Spielberg se sert d'un récit, mêlant intrigues politiques, histoire de famille et une petite dose d’humour, pour ouvrir une réflexion sur une période où l’Amérique est en pleine mutation. Les mœurs changent, les générations s’opposent. Dans un temps où l’on montre les hommes parlant politique dans une pièce, et les femmes de ragots dans une autre, Katharine est filmée gravissant un escalier, entourée de divers personnages féminins, jusqu’à une grande porte qui s’ouvre sur une cohorte d’hommes d’affaires. La directrice est ainsi érigée en modèle de vertu et d’abnégation. Impossible d’ailleurs à propos de cette image de ne pas songer aux débats récents sur l’inégalité hommes/femmes dans le monde du travail. Ainsi, par un phénomène de transcendance temporelle, Pentagon Papers et son personnage principal féminin, pour une génération de femmes d’hier et d’aujourd’hui, fait figure de symbole.
Elle a le choix. Elle doit décider d’une attitude qui aura des conséquences sur une posture morale qu’elle incarne : doit-elle rester loyale envers ses amis de l’élite dénoncés par les Pentagon Papers ? La décision n’est pas simple, elle sera lourde de sens. Ce choix, elle le sait, relève de ces situations qui, une fois assumées, modifient les destinés. Elle regarde avec nostalgie des photos de ses amis politiciens avec qui elle dînait autrefois. Ces mêmes personnes dont elle voit, avec le spectateur, les visages vilipendés par les pancartes de jeunes manifestants. Le symbole est d’autant plus fort que la pancarte mise en avant par la caméra représente John. F. Kennedy, figure des plus puissantes dans l’imaginaire américain. Katharine se rend petit à petit compte, et cela se sent à travers ses dialogues nostalgiques sur son bonheur passé, que son monde n'est plus. Kennedy est mort et avec lui, les dernières traces d’une utopie ancestrale. Les mouvements pour les droits civiques sont passés par là et la guerre au Vietnam est un fiasco.
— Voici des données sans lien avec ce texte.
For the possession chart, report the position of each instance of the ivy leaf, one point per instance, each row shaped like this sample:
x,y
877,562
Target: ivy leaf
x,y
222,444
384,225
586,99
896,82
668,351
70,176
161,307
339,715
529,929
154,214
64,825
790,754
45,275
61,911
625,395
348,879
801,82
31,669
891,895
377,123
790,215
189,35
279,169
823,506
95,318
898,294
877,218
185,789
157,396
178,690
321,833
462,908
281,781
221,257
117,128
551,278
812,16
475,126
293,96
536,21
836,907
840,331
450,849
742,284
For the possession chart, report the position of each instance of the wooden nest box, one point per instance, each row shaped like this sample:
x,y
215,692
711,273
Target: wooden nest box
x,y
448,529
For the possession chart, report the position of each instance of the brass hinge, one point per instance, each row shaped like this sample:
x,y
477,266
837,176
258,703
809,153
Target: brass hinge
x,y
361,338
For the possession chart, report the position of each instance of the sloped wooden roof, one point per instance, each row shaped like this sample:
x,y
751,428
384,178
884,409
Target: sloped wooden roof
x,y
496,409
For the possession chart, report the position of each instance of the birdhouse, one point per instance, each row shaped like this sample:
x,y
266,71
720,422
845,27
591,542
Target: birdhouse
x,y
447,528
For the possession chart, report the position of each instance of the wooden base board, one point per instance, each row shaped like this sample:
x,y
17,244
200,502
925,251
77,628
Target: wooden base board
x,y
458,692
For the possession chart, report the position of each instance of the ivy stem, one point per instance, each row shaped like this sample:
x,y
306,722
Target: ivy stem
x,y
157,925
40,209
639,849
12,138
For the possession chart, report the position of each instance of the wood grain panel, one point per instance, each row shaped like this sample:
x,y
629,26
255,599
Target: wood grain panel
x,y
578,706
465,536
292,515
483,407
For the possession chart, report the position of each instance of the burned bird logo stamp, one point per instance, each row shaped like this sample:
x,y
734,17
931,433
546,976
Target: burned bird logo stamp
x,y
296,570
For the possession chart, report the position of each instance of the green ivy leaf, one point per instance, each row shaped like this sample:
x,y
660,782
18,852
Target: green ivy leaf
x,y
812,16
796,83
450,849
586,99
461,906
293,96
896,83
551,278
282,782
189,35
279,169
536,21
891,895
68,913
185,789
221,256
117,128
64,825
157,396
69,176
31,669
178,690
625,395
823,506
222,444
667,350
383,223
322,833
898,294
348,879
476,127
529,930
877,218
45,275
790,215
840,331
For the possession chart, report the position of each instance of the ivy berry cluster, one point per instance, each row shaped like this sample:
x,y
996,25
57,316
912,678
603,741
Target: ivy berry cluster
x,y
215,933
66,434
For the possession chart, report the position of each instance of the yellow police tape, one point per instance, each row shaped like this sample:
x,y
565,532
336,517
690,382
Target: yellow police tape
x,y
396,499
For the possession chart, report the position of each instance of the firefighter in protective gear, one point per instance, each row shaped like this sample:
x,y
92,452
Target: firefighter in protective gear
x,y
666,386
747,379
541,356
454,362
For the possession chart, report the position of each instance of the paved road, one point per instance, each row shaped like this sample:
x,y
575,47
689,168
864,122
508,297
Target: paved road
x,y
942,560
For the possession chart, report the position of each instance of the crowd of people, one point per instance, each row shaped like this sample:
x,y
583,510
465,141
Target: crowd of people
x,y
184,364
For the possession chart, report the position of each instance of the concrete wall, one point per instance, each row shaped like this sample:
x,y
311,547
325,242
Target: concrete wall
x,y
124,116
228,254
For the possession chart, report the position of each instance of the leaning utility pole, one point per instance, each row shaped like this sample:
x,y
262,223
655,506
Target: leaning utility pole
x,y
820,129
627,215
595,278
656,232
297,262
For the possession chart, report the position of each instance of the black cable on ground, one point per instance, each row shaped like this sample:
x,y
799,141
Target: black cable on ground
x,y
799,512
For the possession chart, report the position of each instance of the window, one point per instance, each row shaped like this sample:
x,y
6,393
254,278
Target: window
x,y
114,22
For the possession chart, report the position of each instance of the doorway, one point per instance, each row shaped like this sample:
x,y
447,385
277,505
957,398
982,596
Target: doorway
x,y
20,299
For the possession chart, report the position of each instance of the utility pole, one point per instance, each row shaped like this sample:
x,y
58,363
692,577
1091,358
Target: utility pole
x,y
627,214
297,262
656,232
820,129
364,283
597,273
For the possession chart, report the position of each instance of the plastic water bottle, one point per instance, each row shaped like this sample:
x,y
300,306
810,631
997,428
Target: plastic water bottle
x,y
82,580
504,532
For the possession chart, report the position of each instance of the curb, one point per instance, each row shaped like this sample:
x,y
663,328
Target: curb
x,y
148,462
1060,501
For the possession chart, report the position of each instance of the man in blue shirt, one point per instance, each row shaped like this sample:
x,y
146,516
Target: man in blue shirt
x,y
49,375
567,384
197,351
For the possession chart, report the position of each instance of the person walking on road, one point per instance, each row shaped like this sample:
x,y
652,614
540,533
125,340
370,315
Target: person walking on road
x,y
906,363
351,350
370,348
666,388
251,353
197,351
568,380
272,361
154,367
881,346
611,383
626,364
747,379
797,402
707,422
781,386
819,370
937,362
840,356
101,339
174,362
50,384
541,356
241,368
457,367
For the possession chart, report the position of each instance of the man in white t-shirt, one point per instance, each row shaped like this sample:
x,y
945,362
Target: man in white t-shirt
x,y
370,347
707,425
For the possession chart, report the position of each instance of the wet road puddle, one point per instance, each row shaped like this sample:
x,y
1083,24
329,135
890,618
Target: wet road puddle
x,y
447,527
Le rêve, né dans l’issue de la seconde guerre mondiale, d'une Amérique prospère et garante de la Liberté dans le monde, semble s'effondrer pour révéler un difficile constat : le Mal gangrène également la terre bénie des Dieux.
Ainsi, Pentagon Papers présente plusieurs schémas narratifs et donc différents niveaux de lecture avec pour fil rouge, l’avènement du Washington Post. La dernière scène montre le fameux immeuble du Watergate en pleine nuit. Pentagon Papers pourrait faire figure de préquel au film de Pakula, Les hommes du président. Il laisse même au spectateur la liberté d'imaginer une trilogie journalistique sur la chute de Richard Nixon à travers ces deux films et le Frost/Nixon de Ron Howard.
Pentagon Papers nous raconte finalement un drame qui vire au tragique : l’histoire personnelle contrariée par l’histoire avec un grand H. La famille Graham incarne à elle seule la rupture générationnelle qui résultera de cette époque. En témoigne le plan où Katharine Graham et sa fille, l’une face à l’autre, débattent. La mère boit un thé tandis que la fille lit le journal pour matérialiser une splendide figure de l'incommunicabilité. Les Pentagon Papers sont ainsi le Mc Guffin qui enclenche un changement sociétal et Mme Graham, une femme ordinaire devenue rouage d’une mécanique qui échappe à sa seule volonté.